Schedule “Writing” Time Blocks
Creating time blocks for your daily schedule allows you to reign in any propensity you may have for getting lost in the “search and go” ease of internet browsing, or becoming engrossed in phone conversations with friends for hours on in. It also encompasses more than just setting aside time to write during the week, it’s greatest benefit is that in its most disciplined execution it forces you to plan for it. Often times, procrastination can seem like sincere rationale; “I really need to trim those hedges before summer”, “Oh now I can’t because I have to pick the kids up.”, “I don’t have everything I need to get started today.” The issue is that many of us live very busy lives, which makes it easy to push things off when they’re not aligned to our immediate hierarchy of needs.
Knowing what time you’re going to write each day drives you to plan everything else around it.
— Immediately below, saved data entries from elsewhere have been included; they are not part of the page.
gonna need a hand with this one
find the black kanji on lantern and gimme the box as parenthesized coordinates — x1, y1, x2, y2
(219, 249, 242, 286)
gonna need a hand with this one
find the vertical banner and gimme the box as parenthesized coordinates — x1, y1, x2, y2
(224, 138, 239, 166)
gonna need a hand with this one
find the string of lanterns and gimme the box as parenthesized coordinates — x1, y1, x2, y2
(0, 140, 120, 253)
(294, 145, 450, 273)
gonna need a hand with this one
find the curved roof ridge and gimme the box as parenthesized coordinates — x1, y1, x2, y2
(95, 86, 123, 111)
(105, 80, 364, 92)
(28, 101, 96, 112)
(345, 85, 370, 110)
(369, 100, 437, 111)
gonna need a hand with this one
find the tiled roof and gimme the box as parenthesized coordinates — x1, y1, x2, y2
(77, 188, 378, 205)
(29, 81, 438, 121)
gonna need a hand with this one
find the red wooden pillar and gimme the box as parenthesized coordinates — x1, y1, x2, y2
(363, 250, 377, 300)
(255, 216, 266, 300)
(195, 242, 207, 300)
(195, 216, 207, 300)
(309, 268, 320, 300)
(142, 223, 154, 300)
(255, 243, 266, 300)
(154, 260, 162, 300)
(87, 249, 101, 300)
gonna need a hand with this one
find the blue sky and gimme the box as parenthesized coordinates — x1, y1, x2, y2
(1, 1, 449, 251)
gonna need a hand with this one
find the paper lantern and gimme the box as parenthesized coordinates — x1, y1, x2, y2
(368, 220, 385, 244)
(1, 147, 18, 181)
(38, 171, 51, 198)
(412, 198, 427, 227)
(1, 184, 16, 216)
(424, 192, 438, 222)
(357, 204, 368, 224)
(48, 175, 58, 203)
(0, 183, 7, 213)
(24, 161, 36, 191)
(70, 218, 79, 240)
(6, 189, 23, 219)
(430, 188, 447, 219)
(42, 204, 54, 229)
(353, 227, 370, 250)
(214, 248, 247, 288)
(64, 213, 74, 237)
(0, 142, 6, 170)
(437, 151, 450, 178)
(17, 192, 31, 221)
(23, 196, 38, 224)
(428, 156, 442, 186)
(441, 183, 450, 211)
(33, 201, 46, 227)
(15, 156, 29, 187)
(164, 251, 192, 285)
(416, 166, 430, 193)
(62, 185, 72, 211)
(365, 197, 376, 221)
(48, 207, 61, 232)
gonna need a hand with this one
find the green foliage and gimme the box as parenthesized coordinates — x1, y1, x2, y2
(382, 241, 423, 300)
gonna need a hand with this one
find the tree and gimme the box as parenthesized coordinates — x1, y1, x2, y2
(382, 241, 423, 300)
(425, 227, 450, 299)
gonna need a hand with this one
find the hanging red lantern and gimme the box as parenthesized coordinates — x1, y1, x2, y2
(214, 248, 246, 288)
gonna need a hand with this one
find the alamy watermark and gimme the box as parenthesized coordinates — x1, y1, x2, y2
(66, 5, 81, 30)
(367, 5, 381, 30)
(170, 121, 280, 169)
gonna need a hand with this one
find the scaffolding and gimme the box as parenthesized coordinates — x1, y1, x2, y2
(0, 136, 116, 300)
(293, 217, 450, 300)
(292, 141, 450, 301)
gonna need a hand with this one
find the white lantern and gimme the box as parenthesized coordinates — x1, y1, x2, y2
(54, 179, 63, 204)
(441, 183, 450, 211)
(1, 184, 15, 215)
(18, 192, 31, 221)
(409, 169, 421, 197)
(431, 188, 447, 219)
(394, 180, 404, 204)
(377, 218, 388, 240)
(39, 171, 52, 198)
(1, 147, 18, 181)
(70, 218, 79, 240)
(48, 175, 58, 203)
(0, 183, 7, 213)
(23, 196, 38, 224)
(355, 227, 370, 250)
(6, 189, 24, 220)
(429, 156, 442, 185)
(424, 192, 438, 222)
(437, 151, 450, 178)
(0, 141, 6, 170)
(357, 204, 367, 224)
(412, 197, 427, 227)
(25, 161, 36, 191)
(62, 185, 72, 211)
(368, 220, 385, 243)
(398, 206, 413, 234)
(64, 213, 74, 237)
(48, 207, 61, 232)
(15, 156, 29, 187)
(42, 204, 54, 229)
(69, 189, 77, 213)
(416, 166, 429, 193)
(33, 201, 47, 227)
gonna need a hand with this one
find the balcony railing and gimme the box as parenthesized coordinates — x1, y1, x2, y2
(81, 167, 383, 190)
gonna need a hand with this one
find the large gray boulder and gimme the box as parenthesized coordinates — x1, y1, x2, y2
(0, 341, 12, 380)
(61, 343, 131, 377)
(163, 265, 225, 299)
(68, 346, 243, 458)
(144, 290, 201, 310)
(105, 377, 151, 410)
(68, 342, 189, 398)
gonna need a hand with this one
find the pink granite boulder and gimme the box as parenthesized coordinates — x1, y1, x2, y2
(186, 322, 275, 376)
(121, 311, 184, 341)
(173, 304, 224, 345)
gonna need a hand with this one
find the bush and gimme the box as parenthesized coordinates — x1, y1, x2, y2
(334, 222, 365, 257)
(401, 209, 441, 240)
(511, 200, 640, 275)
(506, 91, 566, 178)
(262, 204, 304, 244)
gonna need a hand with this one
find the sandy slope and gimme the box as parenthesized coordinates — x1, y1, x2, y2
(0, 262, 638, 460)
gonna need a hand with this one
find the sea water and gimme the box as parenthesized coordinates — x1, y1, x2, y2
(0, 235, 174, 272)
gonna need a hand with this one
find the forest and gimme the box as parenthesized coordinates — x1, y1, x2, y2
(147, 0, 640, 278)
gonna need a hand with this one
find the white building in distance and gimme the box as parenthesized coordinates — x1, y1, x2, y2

For example, if you know that you like to snack while writing, be sure to go to the market days before so that you won’t have to stare at the fridge for several minutes or be tempted to cook “quick meal”. Or, if you require absolute quiet without disturbances when writing, try scheduling a block in the evening once the kids are asleep. It all comes down to planning. Which leads us further into the next point.
Create A Skeleton
There’s nothing more de-motivating than staring at a computer screen for minutes trying to find one single word to type. It helps to know what you want to talk about and having a list of topics makes this easier. Try jotting down ideas for topics as they come to you throughout the day. We all have a constant stream of consciousness flowing through our minds every day, and catching random ideas in the moment can come in handy.
Once you have your topic, create an outline which consists of an intro, body, and summary. For the body, which of course is the largest chunk, try breaking it down into different points to help flesh it out. Consider different angles such as: addressing various aspects of your subject, how it may affect different people, any history behind it, various arguments for or against it, and/or why you think it’s important to write about.
This, is your template (aka the “skeleton”) for fleshing out your ideas, and gives you an outline to work instead of just free-writing from your stream of consciousness.
Write Every Freakin Day
Even if its just 250 words. Becoming a more efficient writer is a skill set that must be honed just like any other skill, so managing your expectations will serve you greatly-especially in the beginning. Get accustomed to your process of writing:
- Removing distractions
- Setting up your writing space
- Playing some mood music (for some of us) or setting up any type of white noise background
- Finding your way to your computer and getting into a mental space where you can transform your thoughts into cohesive, written transcriptions of your ideas.
Writing is in fact a PROCESS. That being stated, it can definitely seem as though you’re struggling to find the right topics and ideas in the beginning, but sure enough the more you do it, the more comfortable and fluent you’ll become with your brainstorming process.
Anyone can become a writer, the question is are they willing to put in the work?